Hmm.. If I take 5.405 as the current constant, I get 3.67A rms on the serial monitor? But I'm supposed to get about 1A? Even for the voltage constant, I calculated 233.94 as the Vmain and the counts is 185.75, I take 233.94/185.75 and I got 1.259 as the voltage constant. But if I input this value 1.259 I'm getting 1.07Vrms..

What do you think is the problem here?

here are the readings I got

(realpower, apparent power, Vrms, Irms, power factor)

3.98 3.96 1.07 3.69 1.01

Please help! The deadline of my project is two more days :(

Edit: I've realized if I divide the Irms by 4, I get the correct reading. This is the same problem when I use the normal calculation to calculate? What am I doing wrong?

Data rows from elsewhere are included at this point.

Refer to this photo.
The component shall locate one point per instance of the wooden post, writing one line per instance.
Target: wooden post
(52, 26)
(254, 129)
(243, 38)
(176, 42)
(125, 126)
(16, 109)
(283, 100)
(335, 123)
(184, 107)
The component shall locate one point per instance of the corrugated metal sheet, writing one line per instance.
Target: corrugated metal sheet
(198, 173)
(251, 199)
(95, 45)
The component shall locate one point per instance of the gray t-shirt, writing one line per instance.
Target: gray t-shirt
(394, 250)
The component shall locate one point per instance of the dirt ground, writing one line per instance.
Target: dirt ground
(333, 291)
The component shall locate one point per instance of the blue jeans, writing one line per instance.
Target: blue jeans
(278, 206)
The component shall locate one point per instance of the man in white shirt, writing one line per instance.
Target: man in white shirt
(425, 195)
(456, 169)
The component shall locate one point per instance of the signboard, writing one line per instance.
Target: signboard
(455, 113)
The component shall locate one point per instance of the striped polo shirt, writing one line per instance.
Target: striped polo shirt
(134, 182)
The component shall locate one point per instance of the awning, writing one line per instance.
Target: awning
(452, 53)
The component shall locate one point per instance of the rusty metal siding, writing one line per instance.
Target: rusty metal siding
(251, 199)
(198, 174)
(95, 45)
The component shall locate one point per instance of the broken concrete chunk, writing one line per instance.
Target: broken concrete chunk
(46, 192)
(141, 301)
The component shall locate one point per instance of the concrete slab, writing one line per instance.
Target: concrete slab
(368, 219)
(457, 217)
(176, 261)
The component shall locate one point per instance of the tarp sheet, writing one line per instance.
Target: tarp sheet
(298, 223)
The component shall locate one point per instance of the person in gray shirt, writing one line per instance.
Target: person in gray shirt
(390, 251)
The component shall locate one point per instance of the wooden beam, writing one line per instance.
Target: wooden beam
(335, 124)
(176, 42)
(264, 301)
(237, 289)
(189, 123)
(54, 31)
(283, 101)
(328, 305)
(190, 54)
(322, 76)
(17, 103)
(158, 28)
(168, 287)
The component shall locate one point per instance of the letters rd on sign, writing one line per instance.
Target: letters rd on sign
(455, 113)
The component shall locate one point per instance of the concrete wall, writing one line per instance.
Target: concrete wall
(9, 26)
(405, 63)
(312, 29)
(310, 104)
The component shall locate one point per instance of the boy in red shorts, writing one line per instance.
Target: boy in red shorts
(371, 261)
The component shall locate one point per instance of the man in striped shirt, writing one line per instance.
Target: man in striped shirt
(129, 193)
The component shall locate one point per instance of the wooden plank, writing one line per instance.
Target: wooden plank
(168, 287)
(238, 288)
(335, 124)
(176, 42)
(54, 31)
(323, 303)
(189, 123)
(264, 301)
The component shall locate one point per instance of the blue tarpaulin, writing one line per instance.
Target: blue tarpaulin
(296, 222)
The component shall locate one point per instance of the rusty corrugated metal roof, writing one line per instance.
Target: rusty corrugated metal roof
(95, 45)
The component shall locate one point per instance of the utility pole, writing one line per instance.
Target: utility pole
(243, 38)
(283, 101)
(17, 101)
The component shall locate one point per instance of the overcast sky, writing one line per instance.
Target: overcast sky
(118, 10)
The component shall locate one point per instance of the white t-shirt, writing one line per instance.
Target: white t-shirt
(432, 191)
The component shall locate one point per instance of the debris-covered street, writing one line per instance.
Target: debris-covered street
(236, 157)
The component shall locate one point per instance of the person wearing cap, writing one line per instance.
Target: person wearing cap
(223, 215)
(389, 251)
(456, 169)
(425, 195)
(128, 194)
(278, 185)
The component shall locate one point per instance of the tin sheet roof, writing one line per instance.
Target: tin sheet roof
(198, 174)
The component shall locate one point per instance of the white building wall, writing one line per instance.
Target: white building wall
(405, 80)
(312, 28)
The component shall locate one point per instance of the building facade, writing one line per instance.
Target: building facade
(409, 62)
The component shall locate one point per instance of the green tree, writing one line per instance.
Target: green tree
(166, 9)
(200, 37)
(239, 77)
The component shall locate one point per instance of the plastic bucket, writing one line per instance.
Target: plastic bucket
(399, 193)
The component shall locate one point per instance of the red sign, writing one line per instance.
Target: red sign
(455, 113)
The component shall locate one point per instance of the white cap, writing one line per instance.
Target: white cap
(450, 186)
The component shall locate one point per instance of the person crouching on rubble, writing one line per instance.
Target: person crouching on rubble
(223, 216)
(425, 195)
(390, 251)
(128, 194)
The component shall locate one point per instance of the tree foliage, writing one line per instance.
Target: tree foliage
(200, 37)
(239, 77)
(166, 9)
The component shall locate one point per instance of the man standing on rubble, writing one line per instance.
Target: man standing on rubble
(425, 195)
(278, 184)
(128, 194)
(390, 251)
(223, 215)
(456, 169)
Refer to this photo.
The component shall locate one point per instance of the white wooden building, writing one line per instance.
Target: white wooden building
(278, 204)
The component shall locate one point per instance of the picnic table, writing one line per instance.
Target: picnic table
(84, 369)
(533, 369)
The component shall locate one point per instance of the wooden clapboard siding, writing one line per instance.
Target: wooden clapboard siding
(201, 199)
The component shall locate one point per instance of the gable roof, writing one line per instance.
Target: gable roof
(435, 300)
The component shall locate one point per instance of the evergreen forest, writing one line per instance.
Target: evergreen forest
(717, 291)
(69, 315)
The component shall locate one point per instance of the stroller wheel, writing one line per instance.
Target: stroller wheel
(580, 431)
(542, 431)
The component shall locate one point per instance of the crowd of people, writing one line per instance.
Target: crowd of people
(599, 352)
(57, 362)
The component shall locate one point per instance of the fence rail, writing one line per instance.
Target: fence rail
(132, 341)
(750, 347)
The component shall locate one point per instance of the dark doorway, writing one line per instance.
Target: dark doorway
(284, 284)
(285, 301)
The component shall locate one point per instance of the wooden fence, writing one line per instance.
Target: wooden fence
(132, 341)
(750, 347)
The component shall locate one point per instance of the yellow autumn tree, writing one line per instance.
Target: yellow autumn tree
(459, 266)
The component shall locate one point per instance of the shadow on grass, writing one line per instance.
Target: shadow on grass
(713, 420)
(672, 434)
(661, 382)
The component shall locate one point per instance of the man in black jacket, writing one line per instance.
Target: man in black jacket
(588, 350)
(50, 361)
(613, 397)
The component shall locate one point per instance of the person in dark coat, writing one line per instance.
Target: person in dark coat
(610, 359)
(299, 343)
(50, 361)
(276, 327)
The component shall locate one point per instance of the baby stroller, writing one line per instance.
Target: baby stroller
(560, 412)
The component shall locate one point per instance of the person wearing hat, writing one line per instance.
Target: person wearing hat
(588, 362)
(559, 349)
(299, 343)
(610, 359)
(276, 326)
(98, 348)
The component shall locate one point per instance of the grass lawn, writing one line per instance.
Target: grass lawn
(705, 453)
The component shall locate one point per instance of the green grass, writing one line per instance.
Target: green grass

## Re: Wrong AC Current reading

Which version of the ACS712 do you have. There are three, with different sensitivities (see Page 5 of the data sheet):

ACS712ELCTR-

05B-T which is 185 mV/AACS712ELCTR-

20A-T which is 100 mV/AACS712ELCTR-

30A-T which is 66 mV/AAre you using the latest version of emonLib? The code you included in your first post

will not work with alternating current, so you must use emonLib to get the rms values. You want a sketch like http://openenergymonitor.org/emon/buildingblocks/arduino-sketch-current-...Can you attach your

completesketch?## Re: Wrong AC Current reading

I'm using the ACS712ELCTR-05B-T which is 185 mV/A. Yeap, I got it from the website not long ago?

Is the sketch correct? Is it the latest?

## Re: Wrong AC Current reading

Obviously something is not what it is supposed to be, but everything looks correct to me.

What is the rms voltage from the ACS712? Measure it with respect to Vcc/2 (2.5 V dc), not with respect to GND in case your meter does not remove the dc component.

Measured on the dc voltage range, the output should be 2.5 V dc, though the filter in emonLib should remove any offset.

"here are the readings I got(realpower, apparent power, Vrms, Irms, power factor)

3.98 3.96 1.07 3.69 1.01 "What was the actual current that produced those numbers?

If you connect an unused analogue input to Vcc, and do

Serial.println(analogRead(...whichever...);

do you get 1023 or something very close to that?

I have checked the numbers with an emonTx (with input pins suitably changed), and with 2.4 V on the voltage input ( ÷ 13 = 185 mV ac on the analogue input pin), your sketch gives me 1.04 A rms, so I think the calibration constant is correct.